Over the next few months, you may see a curious email from a top executive surfing through human resources or the payroll department of your company. It might appear friendly and innocent, but it oddly requests that the recipient send employee’s W-2 Forms.
Photo via LifeLock
When you receive a request like from the CEO or any of your employers, it only seems natural to follow through. After all, it's pretty believable than an executive would need this information. But look again.
Don’t be fooled. As tax season gets underway, so does cybercrime, and the above email is just one out of numerous examples of sneaky fraudsters attempting to secure sensitive data through W2 phishing scams.
Phishing attacks occur when cybercriminals create seemingly authentic emails or other forms of communication to extract sensitive information such as social security, bank account or credit card numbers from their victims. The latest threat, however, is more specific and seeks a cornucopia of valuable sensitive data: Form W-2.
Form W-2 is the annual form that every taxpayer receives from their employer announcing how much money they made that year, how much went to tax withholding, and how much went to federal and state taxes. This form, which contains the employee’s social security number, address, and personal information—is filled to the brim with information you don’t want getting into the hands of cybercriminals.
How Hackers Profit from Stolen W-2 Forms
After enticing employees by spear phishing them with what appears to be legitimate emails and gaining bundles of W-2 forms, hackers will use their newfound goodies to file and process fraudulent tax returns. According to TechTarget, “spear-phishing attempts are not typically initiated by random hackers, but are more likely to be conducted by perpetrators out for financial gain, trade secrets or military information.” In other words, the culprits behind these email scams are more sophisticated than the average hacker, so don’t think that it couldn’t happen to you.
Even organizations that pledge their expertise on cybersecurity fall under these traps. In an article by Krebs On Security, the cybersecurity company Defense Point Security fell under attack by a W-2 phishing scam in March of 2017. Defense Point was just one of many companies to fall under the lure of these notorious spear phishing emails. Last year alone, organizations such as Marin Software, Sunrun, and Westminster College fell subject to W-2 scammers.
Now, the IRS warns that these email scams are going further, requesting wire transfers in addition to W-2 Forms and even targeting school districts and hospitals. These wire transfer scams can be even more devastating and create a riskier environment for your employees and your organization.
Avoiding Those Hooks
If a phishing scheme has successfully hoodwinked payroll into handing over sensitive documents, the best immediate thing to do is report it to law enforcement, the IRS, and your financial office. Immediacy is key. If the W-2 Forms have been filed or worse, processed, then recovery will take longer.
The best thing to do is prevent a scam before it happens. It can be hard, but it’s definitely possible to avoid the bait, and communication and awareness are the driving factors.
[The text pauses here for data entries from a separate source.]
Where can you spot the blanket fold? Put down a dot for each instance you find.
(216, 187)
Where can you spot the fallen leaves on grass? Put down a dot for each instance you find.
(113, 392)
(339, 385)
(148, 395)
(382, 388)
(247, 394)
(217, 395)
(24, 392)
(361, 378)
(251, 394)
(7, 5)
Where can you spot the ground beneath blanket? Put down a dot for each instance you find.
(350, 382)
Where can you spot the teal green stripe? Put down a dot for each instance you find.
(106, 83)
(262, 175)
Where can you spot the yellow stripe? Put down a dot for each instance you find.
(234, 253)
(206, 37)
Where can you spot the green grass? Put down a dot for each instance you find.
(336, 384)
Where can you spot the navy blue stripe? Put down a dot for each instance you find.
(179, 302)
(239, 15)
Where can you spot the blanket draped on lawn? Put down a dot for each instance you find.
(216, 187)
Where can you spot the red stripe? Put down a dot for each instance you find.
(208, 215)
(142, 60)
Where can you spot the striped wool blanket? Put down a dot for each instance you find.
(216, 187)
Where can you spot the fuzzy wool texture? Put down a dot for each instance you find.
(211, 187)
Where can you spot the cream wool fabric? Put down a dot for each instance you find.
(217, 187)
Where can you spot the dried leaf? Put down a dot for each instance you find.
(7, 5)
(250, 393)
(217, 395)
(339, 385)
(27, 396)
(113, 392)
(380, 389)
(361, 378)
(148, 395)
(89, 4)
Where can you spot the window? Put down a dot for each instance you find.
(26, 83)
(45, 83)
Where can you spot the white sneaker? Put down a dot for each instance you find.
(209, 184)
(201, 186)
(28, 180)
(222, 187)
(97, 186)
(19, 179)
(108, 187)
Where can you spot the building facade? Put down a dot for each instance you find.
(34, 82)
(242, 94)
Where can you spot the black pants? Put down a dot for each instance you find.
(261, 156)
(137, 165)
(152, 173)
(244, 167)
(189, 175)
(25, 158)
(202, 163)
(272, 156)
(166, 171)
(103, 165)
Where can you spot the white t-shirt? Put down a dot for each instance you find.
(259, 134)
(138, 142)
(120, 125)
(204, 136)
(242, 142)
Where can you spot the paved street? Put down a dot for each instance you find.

A CEO or other top executive would most likely never request a W-2 Form or related sensitive document over email. Make sure that the source of the email is legitimate by expanding the contact names.
Never click any links in the email. If you want to check their legitimacy, copy the URLs in your browser. Malicious links typically resemble legitimate ones, but are often much longer, and may have giveaways such as a misplaced dot com.
Anti-phishing training for your users is one of the best things you can do to secure your business from information theft.
If, for any reason, W-2 Forms need to be sent or distributed throughout a company, devise a universal strategy for doing so. Employees should understand the protocol for transferring sensitive documents such as W-2 Forms to avoid these email phishing scams.